Astilboides is an interesting plant with huge, bright green leaves that are round and flat and measure up to 24-inches across. The effect is dramatic, and beautiful among other hardy perennials.
I also planted Cotoneaster in one corner of the garden. Cotoneaster is a vigorous, dense, evergreen shrub with soft arching stems studded with leathery, glossy, rounded, dark green leaves. These plants work well for a low hedge – I only wish I had planted more.
The hostas are so lush with their varying in leaf shape, size, and textures. Hostas have easy care requirements which make them ideal for many areas. I have them all around the farm. Hosta is a genus of plants commonly known as hostas, plantain lilies and occasionally by the Japanese name, giboshi. They are native to northeast Asia and include hundreds of different cultivars.
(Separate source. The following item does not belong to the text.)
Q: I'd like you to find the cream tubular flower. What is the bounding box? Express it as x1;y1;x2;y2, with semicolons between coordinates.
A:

Here is a beautiful white hosta flower. The plant flowers feature spikes of blossoms that look like lilies, in shades of lavender or white. The bell-shaped blooms can be showy and exceptionally fragrant.
Epimediums are long-lived and easy to grow and have such attractive and varying foliage. Epimedium, also known as barrenwort, bishop’s hat, and horny goat weed, is a genus of flowering plants in the family Berberidaceae.
In another area, the bright red berries of the Viburnum. These berries replace the creamy-white, flat-headed flowers that bloom in spring.
This garden bed continues to be a work in progress, but I love how it looks. Every year, more and more plants cover the space and create a lush, green carpet of beautiful foliage.